真面目な管理職ほど、「教えなければ」「正しい答えを伝えなければ」と考えます。
もちろん、知識や技術を教えることは必要です。
しかし、それだけでは人は育ちません。
人は「教えられたこと」より、「自分で考えたこと」を行動に移す
例えば、部下から相談を受けたとき、
「こうしたらいいよ。
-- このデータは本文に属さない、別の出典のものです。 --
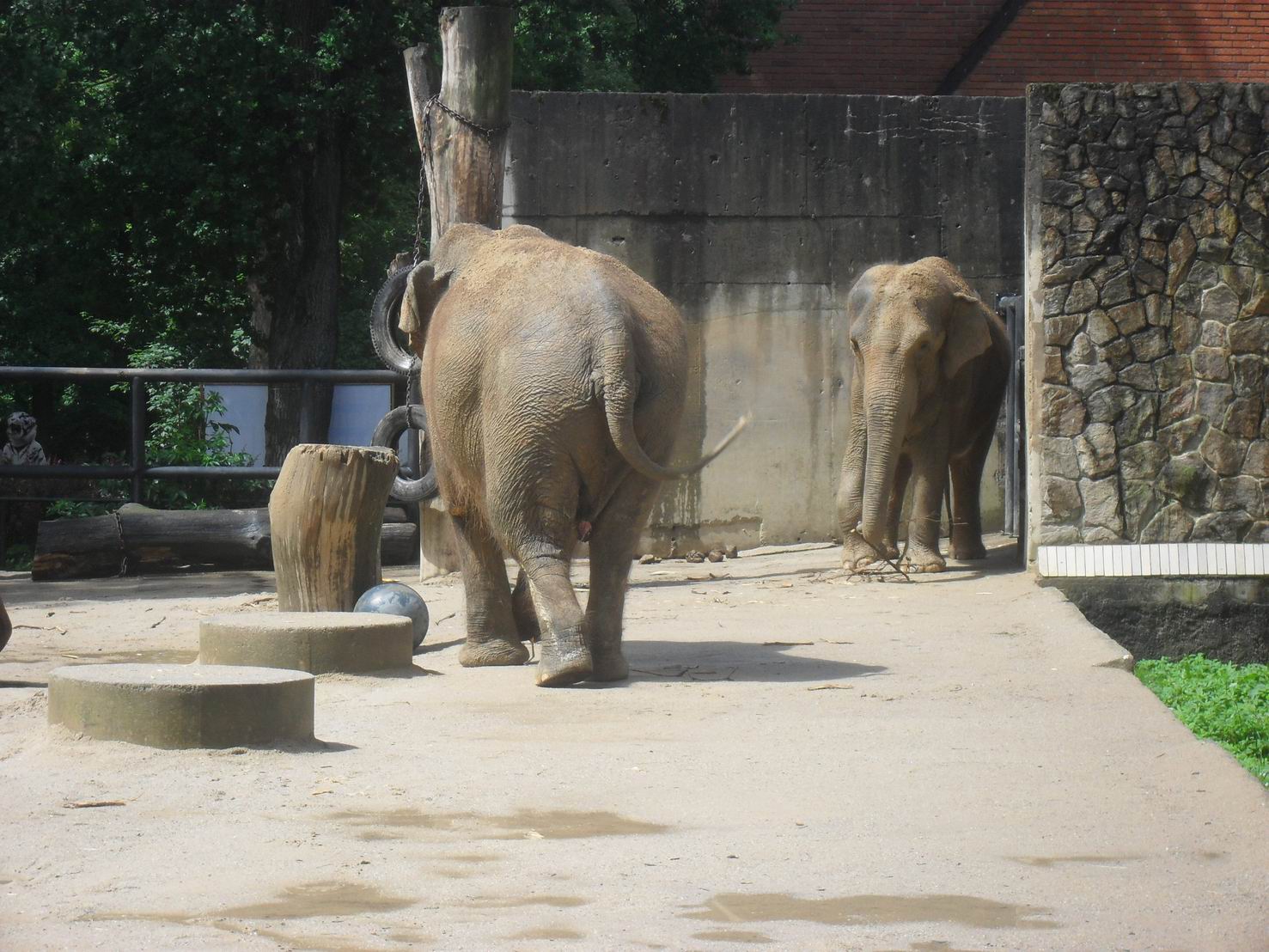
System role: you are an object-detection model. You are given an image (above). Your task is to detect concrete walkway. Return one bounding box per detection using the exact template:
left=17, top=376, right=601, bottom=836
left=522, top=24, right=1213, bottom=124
left=0, top=548, right=1269, bottom=951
」
と答えを伝えることは簡単です。
しかし、その場では理解したように見えても、次に同じような場面になると、また上司に答えを求めてしまいます。
一方で、
「あなたはどう思う?」
「お客様はなぜそう感じたと思う?」
「他に方法があるとしたら、どんな選択肢がある?」
このような問いかけをすると、部下は自分の頭で考え始めます。
自分で考え、自分で導き出した答えだからこそ、行動につながり、次の場面でも応用できるのです。
「教える」から「考えさせる」へ
私が企業研修でお伝えしているコーチングも、まさにこの考え方です。
コーチングは、答えを与える技術ではありません。
相手が自ら答えを見つけ、行動に移せるような「問い」を投げかける技術です。
管理職の役割は、部下の代わりに考えることではなく、部下が考える力を育てること。
その積み重ねが、自ら考え、自ら動く組織をつくっていきます。
質問が変われば、組織は変わる
人材育成において大切なのは、「何を教えるか」だけではありません。
どのような質問をするか。
この違いが、部下の成長スピードを大きく左右します。
「できた?」
「わかった?」
という確認の質問ではなく、
「あなたはどう考える?」
「その経験から何を学んだ?」
「次回さらに良くするには何ができそう?」
そんな問いかけが、部下の思考を深め、自律的な行動につながります。
人材育成は、答えを教えることではなく、考える力を育てること

AIが急速に進化する時代だからこそ、企業に求められるのは「答えを知っている人材」ではなく、「自ら考え、行動できる人材」です。
そのためには、管理職自身が「教える人」から「考えるきっかけをつくる人」へと役割を変えていく必要があります。
部下の成長は、管理職が投げかける一つの質問から始まるのかもしれません。